Elias is a small web services firm. Everyday we face questions about constraints. It’s tempting to find client projects that will keep the lights on and then avoid taking risks; or sometimes we get so obsessed with discovering perfectly fulfilling work to the detriment of cash-flow. What client projects should you take on? How much time should you spend on your own products? Which product ideas have the most merit? And these are just the HOW and WHAT questions to a business. WHY you do these things is even more significant.
What Ed Catmull, president of Pixar, had to say about competing constraints:
If I look at the range, you’ve got one [constraint] that is art school – I’m doing this for arts sake. Ratatouille and WALL-E clearly fall more on that side. The other is the purely commercial side where you’ve got a lot of films that are made purely for following a trend. If you go entirely for the art side then eventually you fail economically. If you go purely commercially then I think you fail from a soul point of view. We’ve got these elements pulling on both sides, the art side and the commercial side, and the the trick is not to let one side win.

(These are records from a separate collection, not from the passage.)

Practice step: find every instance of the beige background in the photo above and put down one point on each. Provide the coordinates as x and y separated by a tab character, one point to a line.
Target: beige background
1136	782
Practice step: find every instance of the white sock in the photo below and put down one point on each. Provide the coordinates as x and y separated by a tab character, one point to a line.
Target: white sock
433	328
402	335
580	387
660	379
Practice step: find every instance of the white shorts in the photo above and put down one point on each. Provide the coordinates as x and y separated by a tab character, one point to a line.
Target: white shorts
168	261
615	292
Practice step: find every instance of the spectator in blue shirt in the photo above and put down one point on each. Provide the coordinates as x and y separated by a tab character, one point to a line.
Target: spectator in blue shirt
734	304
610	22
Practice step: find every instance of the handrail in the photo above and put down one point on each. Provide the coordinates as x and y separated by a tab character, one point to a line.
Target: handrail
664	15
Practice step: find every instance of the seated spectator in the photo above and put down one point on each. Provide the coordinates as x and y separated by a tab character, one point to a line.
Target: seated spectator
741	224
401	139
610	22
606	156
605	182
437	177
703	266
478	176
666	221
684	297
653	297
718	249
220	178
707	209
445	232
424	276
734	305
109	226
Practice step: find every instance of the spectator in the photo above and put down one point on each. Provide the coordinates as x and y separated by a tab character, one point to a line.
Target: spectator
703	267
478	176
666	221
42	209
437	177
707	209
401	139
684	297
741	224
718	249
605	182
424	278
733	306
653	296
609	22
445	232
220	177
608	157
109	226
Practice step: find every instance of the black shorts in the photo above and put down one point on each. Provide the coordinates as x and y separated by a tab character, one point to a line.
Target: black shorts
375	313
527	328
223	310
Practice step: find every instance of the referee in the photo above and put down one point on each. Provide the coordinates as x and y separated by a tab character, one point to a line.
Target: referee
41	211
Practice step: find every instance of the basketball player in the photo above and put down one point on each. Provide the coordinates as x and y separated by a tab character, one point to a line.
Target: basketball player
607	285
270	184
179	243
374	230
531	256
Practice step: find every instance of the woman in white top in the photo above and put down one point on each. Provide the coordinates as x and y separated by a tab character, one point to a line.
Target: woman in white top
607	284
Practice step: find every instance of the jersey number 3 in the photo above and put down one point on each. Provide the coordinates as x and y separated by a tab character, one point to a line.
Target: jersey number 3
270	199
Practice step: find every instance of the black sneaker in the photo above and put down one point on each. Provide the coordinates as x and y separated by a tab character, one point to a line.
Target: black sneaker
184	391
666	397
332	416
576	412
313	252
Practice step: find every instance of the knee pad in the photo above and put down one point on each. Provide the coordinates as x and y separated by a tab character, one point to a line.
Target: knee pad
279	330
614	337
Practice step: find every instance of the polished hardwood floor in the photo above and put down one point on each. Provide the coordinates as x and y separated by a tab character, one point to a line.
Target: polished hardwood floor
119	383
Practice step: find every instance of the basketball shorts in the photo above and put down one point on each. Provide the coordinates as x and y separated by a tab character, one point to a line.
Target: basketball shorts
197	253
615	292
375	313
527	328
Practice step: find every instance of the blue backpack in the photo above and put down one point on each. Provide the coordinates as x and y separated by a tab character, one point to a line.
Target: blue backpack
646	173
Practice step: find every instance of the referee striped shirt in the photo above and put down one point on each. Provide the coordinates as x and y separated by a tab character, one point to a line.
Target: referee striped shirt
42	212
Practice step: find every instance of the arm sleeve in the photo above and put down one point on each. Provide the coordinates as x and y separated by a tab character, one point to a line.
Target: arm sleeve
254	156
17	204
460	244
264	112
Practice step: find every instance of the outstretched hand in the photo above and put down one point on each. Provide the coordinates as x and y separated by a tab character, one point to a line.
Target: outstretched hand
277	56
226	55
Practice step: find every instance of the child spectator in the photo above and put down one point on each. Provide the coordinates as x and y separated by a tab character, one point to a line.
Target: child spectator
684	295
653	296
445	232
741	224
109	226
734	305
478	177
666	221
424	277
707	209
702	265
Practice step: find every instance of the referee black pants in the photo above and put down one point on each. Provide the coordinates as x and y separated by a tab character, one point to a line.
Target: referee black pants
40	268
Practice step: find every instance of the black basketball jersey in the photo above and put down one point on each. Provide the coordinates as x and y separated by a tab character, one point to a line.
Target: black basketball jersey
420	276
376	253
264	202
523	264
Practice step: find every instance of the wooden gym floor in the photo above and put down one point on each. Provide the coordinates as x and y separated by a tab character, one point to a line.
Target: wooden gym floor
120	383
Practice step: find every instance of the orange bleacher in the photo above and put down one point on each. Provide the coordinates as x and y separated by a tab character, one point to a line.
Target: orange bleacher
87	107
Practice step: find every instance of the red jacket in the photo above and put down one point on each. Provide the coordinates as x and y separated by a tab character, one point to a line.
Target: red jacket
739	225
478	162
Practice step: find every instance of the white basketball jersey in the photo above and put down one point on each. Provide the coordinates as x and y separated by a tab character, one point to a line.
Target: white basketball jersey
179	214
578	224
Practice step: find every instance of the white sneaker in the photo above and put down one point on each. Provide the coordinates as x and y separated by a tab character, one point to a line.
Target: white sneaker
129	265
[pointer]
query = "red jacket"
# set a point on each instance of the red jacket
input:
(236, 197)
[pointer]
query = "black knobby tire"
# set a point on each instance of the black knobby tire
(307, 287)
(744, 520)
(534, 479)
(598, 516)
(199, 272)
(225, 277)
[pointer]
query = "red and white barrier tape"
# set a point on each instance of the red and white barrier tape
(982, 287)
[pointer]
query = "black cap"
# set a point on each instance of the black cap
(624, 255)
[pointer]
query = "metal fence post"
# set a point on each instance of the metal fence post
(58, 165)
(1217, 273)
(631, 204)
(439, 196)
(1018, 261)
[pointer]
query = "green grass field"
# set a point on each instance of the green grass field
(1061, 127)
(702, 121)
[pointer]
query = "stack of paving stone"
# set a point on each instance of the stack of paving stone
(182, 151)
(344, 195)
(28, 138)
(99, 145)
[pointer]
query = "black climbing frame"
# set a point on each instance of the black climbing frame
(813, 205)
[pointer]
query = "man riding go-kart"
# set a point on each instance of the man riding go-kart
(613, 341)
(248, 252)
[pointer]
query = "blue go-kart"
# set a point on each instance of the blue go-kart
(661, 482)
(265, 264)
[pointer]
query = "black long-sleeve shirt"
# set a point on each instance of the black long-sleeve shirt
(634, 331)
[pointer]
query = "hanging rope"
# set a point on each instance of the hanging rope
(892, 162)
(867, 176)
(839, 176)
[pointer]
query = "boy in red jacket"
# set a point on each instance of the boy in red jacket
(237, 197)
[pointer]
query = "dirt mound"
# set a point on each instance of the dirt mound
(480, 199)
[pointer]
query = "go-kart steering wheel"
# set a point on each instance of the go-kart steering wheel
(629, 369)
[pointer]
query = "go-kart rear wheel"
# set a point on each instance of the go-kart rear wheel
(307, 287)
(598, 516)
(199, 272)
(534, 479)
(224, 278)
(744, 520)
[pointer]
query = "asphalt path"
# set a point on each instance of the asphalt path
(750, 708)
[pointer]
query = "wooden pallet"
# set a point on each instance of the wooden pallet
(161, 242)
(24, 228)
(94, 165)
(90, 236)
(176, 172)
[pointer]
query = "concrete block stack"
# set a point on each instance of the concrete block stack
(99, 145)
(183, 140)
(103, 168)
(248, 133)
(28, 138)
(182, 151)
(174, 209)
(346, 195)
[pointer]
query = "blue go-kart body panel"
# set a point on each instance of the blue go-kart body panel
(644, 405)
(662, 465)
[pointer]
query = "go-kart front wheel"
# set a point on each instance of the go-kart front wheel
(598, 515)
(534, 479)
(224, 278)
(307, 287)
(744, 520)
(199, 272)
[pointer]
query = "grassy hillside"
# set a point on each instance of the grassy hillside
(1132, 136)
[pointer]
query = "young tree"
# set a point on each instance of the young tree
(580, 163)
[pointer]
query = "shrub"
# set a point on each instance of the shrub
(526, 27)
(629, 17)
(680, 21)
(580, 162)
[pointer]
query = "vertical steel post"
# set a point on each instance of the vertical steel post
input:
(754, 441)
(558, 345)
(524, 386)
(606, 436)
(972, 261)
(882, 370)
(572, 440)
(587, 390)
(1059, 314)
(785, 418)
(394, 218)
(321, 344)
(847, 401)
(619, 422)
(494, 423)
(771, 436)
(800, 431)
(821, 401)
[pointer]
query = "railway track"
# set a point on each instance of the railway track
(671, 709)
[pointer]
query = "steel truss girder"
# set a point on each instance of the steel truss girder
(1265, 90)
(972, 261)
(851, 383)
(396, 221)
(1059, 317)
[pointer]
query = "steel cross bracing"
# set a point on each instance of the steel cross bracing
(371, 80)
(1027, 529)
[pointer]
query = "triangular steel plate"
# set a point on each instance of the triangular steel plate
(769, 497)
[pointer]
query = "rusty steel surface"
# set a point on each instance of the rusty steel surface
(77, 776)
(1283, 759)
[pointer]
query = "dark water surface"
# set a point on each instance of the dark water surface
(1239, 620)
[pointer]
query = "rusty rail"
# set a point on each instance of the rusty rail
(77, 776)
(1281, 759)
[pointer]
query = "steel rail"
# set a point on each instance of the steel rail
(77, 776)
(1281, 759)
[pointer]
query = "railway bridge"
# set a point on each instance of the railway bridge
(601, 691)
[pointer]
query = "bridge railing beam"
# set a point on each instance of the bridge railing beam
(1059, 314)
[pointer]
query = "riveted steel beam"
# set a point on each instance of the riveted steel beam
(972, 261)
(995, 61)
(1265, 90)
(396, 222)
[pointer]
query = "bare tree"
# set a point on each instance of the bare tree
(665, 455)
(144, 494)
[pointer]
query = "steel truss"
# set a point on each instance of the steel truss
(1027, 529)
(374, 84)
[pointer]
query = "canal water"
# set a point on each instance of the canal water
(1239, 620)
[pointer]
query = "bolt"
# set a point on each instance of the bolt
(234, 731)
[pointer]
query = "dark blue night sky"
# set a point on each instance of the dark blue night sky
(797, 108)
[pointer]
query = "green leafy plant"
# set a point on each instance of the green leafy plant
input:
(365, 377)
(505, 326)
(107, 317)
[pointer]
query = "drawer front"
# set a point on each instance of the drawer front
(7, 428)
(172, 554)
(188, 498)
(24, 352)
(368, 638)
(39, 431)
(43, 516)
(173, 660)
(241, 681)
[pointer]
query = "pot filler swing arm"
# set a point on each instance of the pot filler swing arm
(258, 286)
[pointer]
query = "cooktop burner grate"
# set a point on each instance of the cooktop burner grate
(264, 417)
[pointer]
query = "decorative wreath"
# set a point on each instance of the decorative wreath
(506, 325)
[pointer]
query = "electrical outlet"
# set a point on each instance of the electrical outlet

Fundamentally successful companies are unstable. And where we have to operate is in that unstable place. The forces of conservatism, which are very strong, they want to go to a safe place – I want to go to the same place for money, I want to go and be wild and creative or I want to have enough time for this. Each one of those guys are pulling and if any one of them wins, we lose. I just want to stay right there in the middle.
I feel the pull that Ed describes. It’s a battle of priorities.
Ed’s perspective gives me comfort in our situation. He admits that he doesn’t always know what the right answer is. He goes as far as to say that “successful companies are unstable.” That certainly appears to have been the case at Pixar, especially in the early days.
A Pixar Story
Steve Jobs purchased Pixar from Lucasfilm in 1986 for $5 million and then put another $5 million into it. But by 1990 Pixar was running a net operating loss of $8.3 million with its hardware and software products.
It wasn’t until Pixar inked a deal with Disney in 1991 that the future maker of animated videos would uncover a new business model filled with beloved Buzz Lightyear, Nemo, Cars, and 9 hit movies. Pixar’s first film, Toy Story, debuted in November 1995 and raked in $382 million worldwide. Now Pixar is preparing for Toy Story 3 and being praised for its creative culture.
Elias has been in business for over two years now. We don’t have it all figured out. We’re learning everyday and working hard to add value to our clients’ businesses. And we will continue to invest in our team, embrace the tension of competing restraints, and build the culture of creativity & transparency which I believe will lead us to infinity and beyond.